Yıldızın Saati dişil bir yapıt: Her okurla bir kez daha çoğalan bir gündüz düşlemesi. Tohum gibi içinize düşüyor ve orada büyüyor, farklı farklı anlamlara geliyor. Böylelikle yazarın ölümlerin içinden akıp geçişinin de imkânı oluyor; her bir okurunda yeniden yaşama dönüyor.

Neden yıldızlar geçidi? Neden dişil bir metin? Gaston Bachelard’ın Jung’un derinlikler psikolojisinin izini sürerek önümüze koyduğu gibi animustan değil animadan yazılmış bir gündüz düşlemesidir Yıldızın Saati. Yarattığı çağrışımlar ile zihin sahnemde uyandırdığı yıldızlar geçidi bu yüzden. Okuduğumuz onca kitap ne oluyor? Okuyorum ama unutuyorum diye sızlanırız hani bazen. Halbuki unutmuş olan zihindir, bellektir. Sonra bir gün bir yazar, bir kitap ya da unutulanı dürten bir karşılaşmayla ruh denizi tüm unuttum sandıklarınızı vuruverir kıyıya. Tıpkı Lispector’un söylediği gibi “Ürkütücü bir şekilde varlığından hiç haberdar olmadığım içimdeki yerlere dokunan herkese, bir volkan gibi kendi içime patladığım o ana kadar “beni bana anlatan bugünün tüm peygamberlerine…”! İşte bunun içindir yıldızlar geçidi.

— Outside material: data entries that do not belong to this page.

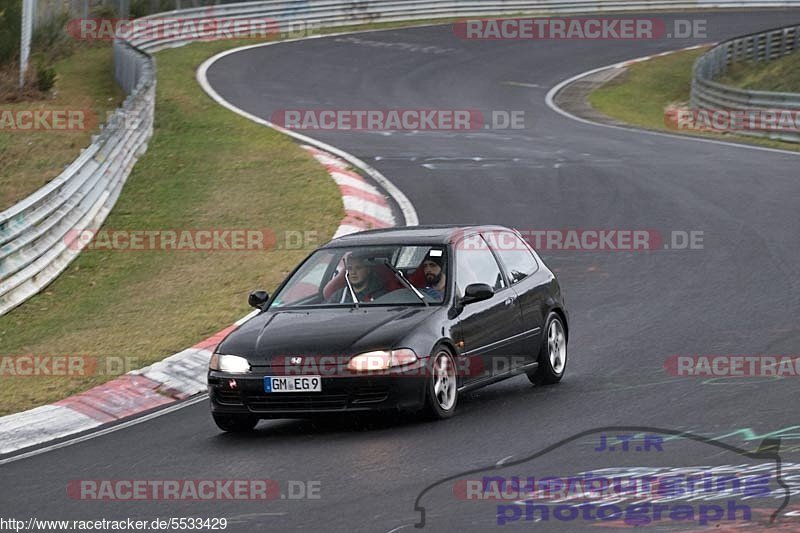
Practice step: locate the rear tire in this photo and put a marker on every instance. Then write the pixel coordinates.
(552, 353)
(235, 423)
(441, 390)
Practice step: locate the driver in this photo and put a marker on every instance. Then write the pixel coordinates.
(435, 277)
(364, 280)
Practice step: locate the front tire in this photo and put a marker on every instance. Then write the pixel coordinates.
(552, 353)
(235, 423)
(441, 393)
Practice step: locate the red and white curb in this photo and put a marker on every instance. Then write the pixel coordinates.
(183, 374)
(364, 205)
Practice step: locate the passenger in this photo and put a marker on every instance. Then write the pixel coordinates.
(365, 282)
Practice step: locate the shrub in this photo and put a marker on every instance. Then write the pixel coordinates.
(45, 77)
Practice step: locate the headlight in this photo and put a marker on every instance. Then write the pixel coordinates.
(229, 363)
(381, 360)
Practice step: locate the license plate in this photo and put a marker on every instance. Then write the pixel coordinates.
(293, 384)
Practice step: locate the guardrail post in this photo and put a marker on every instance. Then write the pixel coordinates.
(705, 93)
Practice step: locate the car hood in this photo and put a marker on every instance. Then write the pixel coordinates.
(339, 332)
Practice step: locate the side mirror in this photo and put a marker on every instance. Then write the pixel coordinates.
(477, 292)
(258, 299)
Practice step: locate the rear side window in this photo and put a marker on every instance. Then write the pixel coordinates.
(475, 263)
(514, 254)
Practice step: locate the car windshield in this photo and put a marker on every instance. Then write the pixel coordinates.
(368, 275)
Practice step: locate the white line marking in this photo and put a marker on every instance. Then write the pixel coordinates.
(550, 100)
(105, 431)
(502, 461)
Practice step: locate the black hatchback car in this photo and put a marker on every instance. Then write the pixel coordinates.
(393, 319)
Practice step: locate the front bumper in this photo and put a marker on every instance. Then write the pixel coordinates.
(400, 390)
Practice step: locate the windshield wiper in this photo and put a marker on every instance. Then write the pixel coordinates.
(350, 286)
(405, 282)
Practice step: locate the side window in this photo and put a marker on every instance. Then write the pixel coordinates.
(514, 254)
(475, 263)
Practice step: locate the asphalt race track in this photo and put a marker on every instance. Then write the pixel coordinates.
(630, 310)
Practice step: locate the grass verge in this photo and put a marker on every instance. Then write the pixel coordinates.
(30, 159)
(640, 96)
(205, 168)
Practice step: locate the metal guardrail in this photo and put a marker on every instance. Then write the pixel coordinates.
(38, 236)
(764, 46)
(35, 244)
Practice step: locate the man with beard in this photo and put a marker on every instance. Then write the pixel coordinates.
(435, 278)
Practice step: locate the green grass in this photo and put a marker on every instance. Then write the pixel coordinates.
(205, 168)
(640, 96)
(28, 160)
(781, 76)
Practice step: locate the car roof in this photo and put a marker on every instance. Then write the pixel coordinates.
(419, 235)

Rilke’yi, Orhan Veli’yi, Derrida, John Berger, Nurdan Gürbilek, Ocean Wuong, Hemingway, Gaston Bachelard edebiyatın ve felsefenin yıldızlar geçidini bana tekrar hatırlatan Lispector’un kuvvetidir. Ocean Wuong, Yeryüzünde Bir An İçin Muhteşemiz diyor. Yıldızın Saati ile Clarice Lispector bana sürekli bu duyguyu imliyor: Yeryüzünde Bir An İçin Muhteşemiz.

Sevgili okur, zaman ayırıp okuduğun için teşekkür ederim. Sanki Lispector için bir metin daha gelecek gibi hissediyorum. O ışığı o kayan yıldızı yakalayabilirsem ne ala. Görüşmek üzere.

Bu yazının ilk bölümünü okumak için linki tıklayabilirsiniz…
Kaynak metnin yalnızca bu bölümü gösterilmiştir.